La France, quant à elle, dispose d'une liste positive pour tous les auxiliaires technologiques, basée sur des demandes d'autorisation, avec des dossiers scientifiques évalués par l'ANSES. La liste positive avec conditions d'emploi est reprise en annexe I, les critères de pureté en annexe II et les dispositions relatives aux formulations à l'article 8 de l' "Arrêté du 19 octobre 2006 relatif à l’emploi d’auxiliaires technologiques dans la fabrication de certaines denrées alimentaires".

Cet arrêté s'inscrit dans le cadre du "Décret n° 2011-509 du 10 mai 2011 fixant les conditions d’autorisation et d’utilisation des auxiliaires technologiques pouvant être employés dans la fabrication des denrées destinées à l’alimentation humaine".

La législation française peut offrir des balises en Belgique également pour des emplois qui ne sont pas réglementés au niveau européen.

 

Procédures

Procédure pour des demandes relatives au statut d'utilisation d'une substance comme auxiliaire technologique ou comme additif

Pour savoir si l'utilisation d'une substance dans un aliment est un emploi en tant qu'auxiliaire technologique ou en tant qu'additif alimentaire, il est possible d'adresser une demande au SPF Santé publique. (apf.food@health.belgium.be ). Au besoin, cette autorité compétente soumettra la demande au groupe de travail européen pour obtenir un verdict.

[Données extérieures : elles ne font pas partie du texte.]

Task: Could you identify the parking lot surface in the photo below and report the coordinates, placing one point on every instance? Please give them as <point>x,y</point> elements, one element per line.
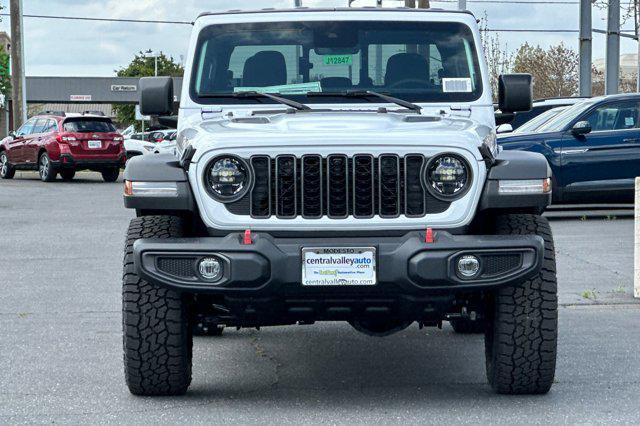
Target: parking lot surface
<point>61,347</point>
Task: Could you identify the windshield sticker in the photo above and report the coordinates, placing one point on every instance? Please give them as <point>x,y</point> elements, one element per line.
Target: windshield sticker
<point>338,60</point>
<point>287,89</point>
<point>456,85</point>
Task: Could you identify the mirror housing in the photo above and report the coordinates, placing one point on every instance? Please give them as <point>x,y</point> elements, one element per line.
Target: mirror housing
<point>504,128</point>
<point>581,128</point>
<point>515,92</point>
<point>156,96</point>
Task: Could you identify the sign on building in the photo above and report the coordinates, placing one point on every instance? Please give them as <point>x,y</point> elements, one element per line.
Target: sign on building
<point>80,98</point>
<point>124,88</point>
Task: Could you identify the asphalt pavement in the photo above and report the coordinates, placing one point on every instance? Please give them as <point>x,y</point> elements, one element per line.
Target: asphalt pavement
<point>61,346</point>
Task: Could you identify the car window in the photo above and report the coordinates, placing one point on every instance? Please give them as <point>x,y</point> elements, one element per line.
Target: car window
<point>39,126</point>
<point>533,124</point>
<point>52,126</point>
<point>89,125</point>
<point>614,116</point>
<point>416,61</point>
<point>562,120</point>
<point>26,128</point>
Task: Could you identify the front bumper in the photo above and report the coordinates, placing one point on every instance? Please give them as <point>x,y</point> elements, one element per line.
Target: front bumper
<point>406,266</point>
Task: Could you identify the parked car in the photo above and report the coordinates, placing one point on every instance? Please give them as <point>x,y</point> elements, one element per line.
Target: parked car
<point>593,148</point>
<point>381,202</point>
<point>539,121</point>
<point>162,135</point>
<point>134,147</point>
<point>539,106</point>
<point>62,144</point>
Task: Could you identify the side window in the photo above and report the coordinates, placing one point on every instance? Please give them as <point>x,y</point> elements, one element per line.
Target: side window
<point>40,125</point>
<point>50,127</point>
<point>614,116</point>
<point>26,128</point>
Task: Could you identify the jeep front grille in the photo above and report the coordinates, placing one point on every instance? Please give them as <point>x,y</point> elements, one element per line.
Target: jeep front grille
<point>338,186</point>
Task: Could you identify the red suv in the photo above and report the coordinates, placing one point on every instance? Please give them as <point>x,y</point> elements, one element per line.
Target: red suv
<point>55,143</point>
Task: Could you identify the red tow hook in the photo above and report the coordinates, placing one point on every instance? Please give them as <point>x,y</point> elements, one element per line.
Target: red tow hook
<point>247,241</point>
<point>429,236</point>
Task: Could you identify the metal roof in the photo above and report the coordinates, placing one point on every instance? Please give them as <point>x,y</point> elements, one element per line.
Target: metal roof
<point>334,9</point>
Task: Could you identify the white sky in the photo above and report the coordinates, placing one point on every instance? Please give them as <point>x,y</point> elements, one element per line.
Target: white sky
<point>69,48</point>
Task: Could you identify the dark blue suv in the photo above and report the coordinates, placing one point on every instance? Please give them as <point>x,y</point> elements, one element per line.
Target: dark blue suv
<point>593,148</point>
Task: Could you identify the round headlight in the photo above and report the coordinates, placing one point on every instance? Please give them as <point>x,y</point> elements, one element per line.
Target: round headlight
<point>448,176</point>
<point>228,178</point>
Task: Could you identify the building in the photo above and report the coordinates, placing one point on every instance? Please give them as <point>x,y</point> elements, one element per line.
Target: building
<point>79,94</point>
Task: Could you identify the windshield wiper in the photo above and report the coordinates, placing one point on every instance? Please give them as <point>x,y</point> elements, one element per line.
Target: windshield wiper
<point>253,94</point>
<point>368,94</point>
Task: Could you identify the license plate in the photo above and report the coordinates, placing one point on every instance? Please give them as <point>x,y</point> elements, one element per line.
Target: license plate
<point>339,266</point>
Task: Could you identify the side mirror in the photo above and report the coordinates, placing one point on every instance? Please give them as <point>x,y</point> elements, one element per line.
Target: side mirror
<point>504,128</point>
<point>515,92</point>
<point>581,128</point>
<point>156,96</point>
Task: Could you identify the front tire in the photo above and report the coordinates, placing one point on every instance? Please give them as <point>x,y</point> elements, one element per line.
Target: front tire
<point>46,169</point>
<point>156,328</point>
<point>110,175</point>
<point>521,339</point>
<point>7,171</point>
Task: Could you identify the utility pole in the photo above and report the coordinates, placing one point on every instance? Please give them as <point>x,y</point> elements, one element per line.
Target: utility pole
<point>18,80</point>
<point>585,47</point>
<point>298,3</point>
<point>612,71</point>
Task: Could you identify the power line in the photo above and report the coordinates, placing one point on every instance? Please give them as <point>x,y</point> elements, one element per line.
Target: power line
<point>83,18</point>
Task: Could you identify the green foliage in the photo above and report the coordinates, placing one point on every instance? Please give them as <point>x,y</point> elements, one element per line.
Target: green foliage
<point>143,66</point>
<point>5,76</point>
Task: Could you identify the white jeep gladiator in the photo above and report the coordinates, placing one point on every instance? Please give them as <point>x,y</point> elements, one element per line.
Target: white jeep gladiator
<point>338,165</point>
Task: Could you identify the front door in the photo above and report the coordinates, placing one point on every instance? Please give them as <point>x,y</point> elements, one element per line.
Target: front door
<point>16,146</point>
<point>601,166</point>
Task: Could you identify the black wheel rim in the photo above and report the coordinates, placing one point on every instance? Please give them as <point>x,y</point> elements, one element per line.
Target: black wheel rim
<point>45,166</point>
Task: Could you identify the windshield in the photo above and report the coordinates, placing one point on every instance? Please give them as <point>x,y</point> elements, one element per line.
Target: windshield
<point>562,120</point>
<point>533,124</point>
<point>417,62</point>
<point>89,125</point>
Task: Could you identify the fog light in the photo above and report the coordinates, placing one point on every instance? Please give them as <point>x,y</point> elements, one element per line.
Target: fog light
<point>468,266</point>
<point>210,269</point>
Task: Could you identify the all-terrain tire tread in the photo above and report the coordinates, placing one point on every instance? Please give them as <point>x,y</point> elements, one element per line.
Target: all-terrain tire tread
<point>521,345</point>
<point>157,336</point>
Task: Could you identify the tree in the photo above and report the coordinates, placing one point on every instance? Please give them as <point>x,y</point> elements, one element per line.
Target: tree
<point>5,75</point>
<point>144,66</point>
<point>499,60</point>
<point>554,71</point>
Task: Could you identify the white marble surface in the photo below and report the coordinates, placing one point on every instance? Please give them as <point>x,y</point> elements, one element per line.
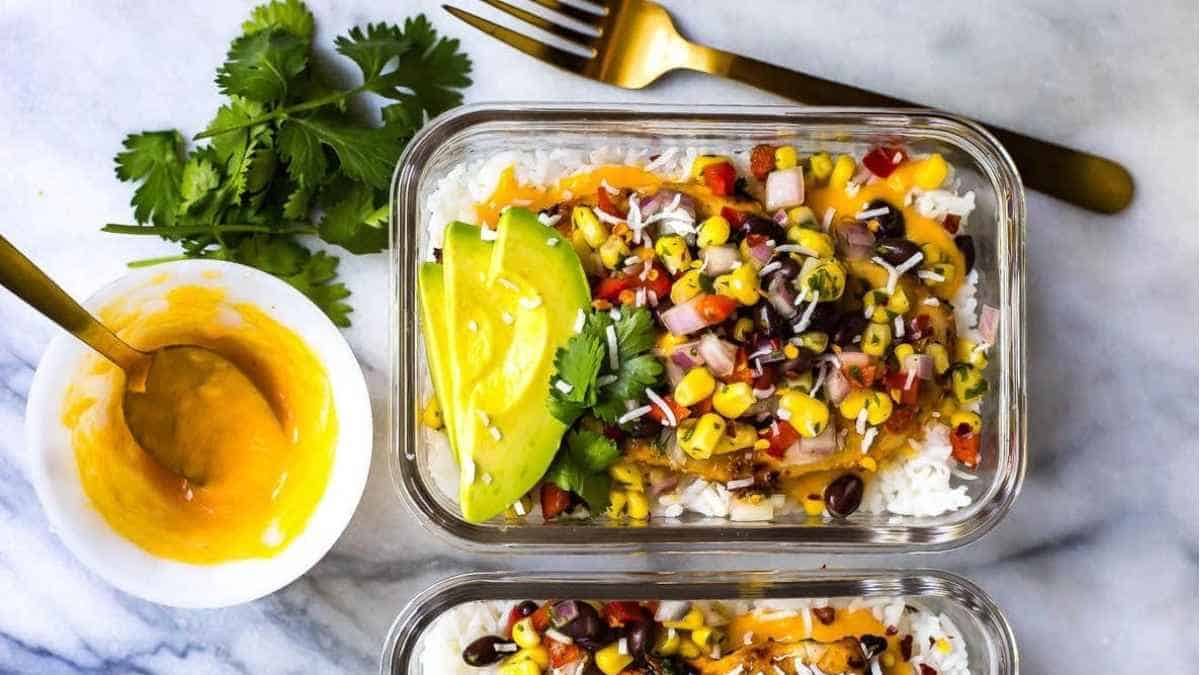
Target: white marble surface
<point>1097,563</point>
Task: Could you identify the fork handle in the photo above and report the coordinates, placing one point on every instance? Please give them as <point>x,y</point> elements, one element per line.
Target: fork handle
<point>1075,177</point>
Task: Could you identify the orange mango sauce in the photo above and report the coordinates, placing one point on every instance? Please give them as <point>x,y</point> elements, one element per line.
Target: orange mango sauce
<point>846,623</point>
<point>265,473</point>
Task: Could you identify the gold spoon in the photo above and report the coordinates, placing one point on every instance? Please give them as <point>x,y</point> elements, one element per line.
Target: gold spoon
<point>163,387</point>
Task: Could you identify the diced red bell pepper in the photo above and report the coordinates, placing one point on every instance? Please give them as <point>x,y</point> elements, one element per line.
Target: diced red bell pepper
<point>619,613</point>
<point>720,178</point>
<point>540,619</point>
<point>883,160</point>
<point>562,653</point>
<point>555,500</point>
<point>781,435</point>
<point>898,381</point>
<point>965,444</point>
<point>604,201</point>
<point>715,309</point>
<point>762,161</point>
<point>681,412</point>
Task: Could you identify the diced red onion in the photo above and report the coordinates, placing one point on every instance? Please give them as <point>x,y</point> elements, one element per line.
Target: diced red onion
<point>855,240</point>
<point>837,386</point>
<point>785,187</point>
<point>989,320</point>
<point>718,354</point>
<point>921,364</point>
<point>719,260</point>
<point>688,354</point>
<point>780,296</point>
<point>685,318</point>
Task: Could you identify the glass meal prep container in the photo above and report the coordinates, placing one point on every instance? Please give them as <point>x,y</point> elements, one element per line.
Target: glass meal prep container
<point>997,223</point>
<point>990,644</point>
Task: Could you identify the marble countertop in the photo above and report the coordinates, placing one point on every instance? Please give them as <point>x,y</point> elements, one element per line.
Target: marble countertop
<point>1097,562</point>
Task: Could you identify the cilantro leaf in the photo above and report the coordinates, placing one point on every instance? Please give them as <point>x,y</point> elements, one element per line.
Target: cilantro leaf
<point>153,157</point>
<point>261,65</point>
<point>372,51</point>
<point>301,149</point>
<point>291,16</point>
<point>429,76</point>
<point>577,364</point>
<point>353,222</point>
<point>366,154</point>
<point>581,466</point>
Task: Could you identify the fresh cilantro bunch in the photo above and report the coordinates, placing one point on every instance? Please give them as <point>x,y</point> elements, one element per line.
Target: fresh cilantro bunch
<point>585,365</point>
<point>581,466</point>
<point>286,156</point>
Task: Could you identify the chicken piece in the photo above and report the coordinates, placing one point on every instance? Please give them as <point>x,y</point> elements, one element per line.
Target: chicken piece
<point>841,656</point>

 Procédure pour l'autorisation d'un auxiliaire technologique

Il n'existe aucune procédure d'autorisation nationale. Pour les sous-domaines pour lesquels il n'y a pas de réglementation européenne, il n'est pas nécessaire d'accomplir une procédure d'autorisation par utilisation et par substance. L'utilisateur est responsable d'une utilisation sans risque.

Bien qu'il n'existe aucune procédure d'autorisation spécifiée pour les solvants d'extraction, il est toutefois possible d'introduire un dossier auprès de la Commission européenne pour une demande de modification de la législation.

De même, pour les décontaminants de surface de denrées alimentaires d'origine animale, les intéressés peuvent introduire un dossier au niveau européen.

Pour une demande d'autorisation d'une enzyme alimentaire, on peut consulter la page web consacrée aux enzymes alimentaires.